This is the code repository for the paper: Exploratory Analysis of Graph Data by Leveraging Domain Knowledge
By Di Jin, Danai Koutra.
"Summarize an unknown graph from known ones."
The data directory contains "real_train", the directory containing raw files of the domain knowledge (known graphs) and "real_test", the directory containing the input unknown graph file.
The directory with experiments conducted in the paper. To run the experiments, run "exp_effectiveness", "exp_scalability_1", "exp_scalability_2" and "exp_sensitivity". For example, the evaluation of the diversity and domain-specificity of the graph invariant distributions selected by EAGLE and the baselines is conducted with the command
$ exp_effectiveness
The supplementary results of Satisfaction of Desired Properties
(Section V, part D) from the paper can be obtained by running the same script with different correlation metrics. To be specific, the first figure shows the evaluation based on correlation using Pearson correlation which is the figure in the paper. The second figure shows the evaluation based on correlation using Kendall's tau. The third figure shows the evaluation based on correlation using Spearman's rank correlation. As stated in the paper, in all three cases we observe that EAGLE outperforms the baseline methods.
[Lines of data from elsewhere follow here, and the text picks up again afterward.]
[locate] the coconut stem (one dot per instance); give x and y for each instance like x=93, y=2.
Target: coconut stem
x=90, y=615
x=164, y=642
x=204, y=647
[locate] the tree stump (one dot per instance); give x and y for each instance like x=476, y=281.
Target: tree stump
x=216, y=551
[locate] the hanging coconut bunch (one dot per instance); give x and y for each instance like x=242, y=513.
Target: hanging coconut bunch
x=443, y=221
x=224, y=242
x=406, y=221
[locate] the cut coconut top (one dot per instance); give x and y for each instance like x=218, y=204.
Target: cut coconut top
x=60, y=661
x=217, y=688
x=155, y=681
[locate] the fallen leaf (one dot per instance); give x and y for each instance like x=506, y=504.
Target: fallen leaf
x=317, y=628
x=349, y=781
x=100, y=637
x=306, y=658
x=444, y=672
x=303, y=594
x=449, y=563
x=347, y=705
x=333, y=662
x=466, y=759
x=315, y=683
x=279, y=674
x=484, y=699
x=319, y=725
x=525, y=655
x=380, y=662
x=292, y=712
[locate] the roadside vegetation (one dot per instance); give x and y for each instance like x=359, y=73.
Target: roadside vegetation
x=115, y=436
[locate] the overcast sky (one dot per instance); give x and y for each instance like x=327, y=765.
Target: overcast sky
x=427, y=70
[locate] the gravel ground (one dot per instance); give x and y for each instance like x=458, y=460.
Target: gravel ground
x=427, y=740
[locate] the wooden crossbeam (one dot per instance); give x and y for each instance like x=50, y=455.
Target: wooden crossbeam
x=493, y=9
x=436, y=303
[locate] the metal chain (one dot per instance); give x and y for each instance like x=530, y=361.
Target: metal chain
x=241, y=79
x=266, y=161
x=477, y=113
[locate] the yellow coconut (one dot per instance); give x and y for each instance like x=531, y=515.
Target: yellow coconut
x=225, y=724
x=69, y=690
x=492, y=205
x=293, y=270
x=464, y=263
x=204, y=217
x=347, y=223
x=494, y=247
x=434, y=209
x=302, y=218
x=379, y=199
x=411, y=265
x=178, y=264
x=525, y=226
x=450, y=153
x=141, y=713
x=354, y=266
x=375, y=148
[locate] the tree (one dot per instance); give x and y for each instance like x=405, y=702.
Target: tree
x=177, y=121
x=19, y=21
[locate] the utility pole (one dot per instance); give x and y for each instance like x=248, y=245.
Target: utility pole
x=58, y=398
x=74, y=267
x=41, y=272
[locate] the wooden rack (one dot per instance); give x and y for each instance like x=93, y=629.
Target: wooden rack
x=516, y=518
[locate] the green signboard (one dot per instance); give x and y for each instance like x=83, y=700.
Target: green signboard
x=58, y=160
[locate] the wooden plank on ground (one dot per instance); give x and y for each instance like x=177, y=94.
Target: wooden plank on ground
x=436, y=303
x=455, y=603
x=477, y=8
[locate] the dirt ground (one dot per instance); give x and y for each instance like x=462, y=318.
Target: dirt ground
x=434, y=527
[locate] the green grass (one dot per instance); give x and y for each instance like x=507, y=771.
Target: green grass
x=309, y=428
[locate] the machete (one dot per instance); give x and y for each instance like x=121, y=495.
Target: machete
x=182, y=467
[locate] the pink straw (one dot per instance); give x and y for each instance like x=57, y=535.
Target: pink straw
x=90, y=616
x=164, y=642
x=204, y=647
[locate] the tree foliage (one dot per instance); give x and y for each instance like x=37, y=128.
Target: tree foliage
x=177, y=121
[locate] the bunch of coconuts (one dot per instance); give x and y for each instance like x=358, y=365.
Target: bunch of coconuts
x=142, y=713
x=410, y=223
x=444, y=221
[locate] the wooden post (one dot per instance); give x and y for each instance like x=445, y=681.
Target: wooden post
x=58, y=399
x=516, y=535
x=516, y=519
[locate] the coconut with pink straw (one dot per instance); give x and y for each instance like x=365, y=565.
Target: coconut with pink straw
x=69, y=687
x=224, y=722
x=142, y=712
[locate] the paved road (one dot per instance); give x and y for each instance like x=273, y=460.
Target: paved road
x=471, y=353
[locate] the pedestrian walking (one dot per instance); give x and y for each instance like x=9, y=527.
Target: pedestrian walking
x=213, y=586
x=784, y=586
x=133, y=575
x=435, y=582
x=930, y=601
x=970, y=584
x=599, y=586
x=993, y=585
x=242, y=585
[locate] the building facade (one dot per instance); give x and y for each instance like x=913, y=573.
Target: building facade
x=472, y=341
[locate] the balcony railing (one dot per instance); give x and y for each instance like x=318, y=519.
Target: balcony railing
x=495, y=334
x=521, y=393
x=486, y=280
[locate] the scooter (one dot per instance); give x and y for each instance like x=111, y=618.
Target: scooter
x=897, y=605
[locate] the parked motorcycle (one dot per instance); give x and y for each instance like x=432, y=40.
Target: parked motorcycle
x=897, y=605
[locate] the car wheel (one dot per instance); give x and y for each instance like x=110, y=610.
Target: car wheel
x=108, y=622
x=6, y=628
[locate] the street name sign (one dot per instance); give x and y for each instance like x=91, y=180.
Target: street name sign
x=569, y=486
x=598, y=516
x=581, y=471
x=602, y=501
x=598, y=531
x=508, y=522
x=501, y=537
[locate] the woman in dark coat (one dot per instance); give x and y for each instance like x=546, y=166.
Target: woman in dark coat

The directory contains the extra graph invariants computed through SNAP.
- matlab_bgl: This library is adopted from the Internet written by David Gleich (https://www.cs.purdue.edu/homes/dgleich/packages/matlab_bgl/).
- util: This library contains several toolkits used in this project.
This directory contains the processed raw graphs in the format to run EAGLE.
This directory contains the stored experimental results in the paper conducted with scripts in analysis.
This code is built in MATLAB 2016a. The preprocessing procedure is time-consuming, the command to run without preprocessing the raw data files is:
$ main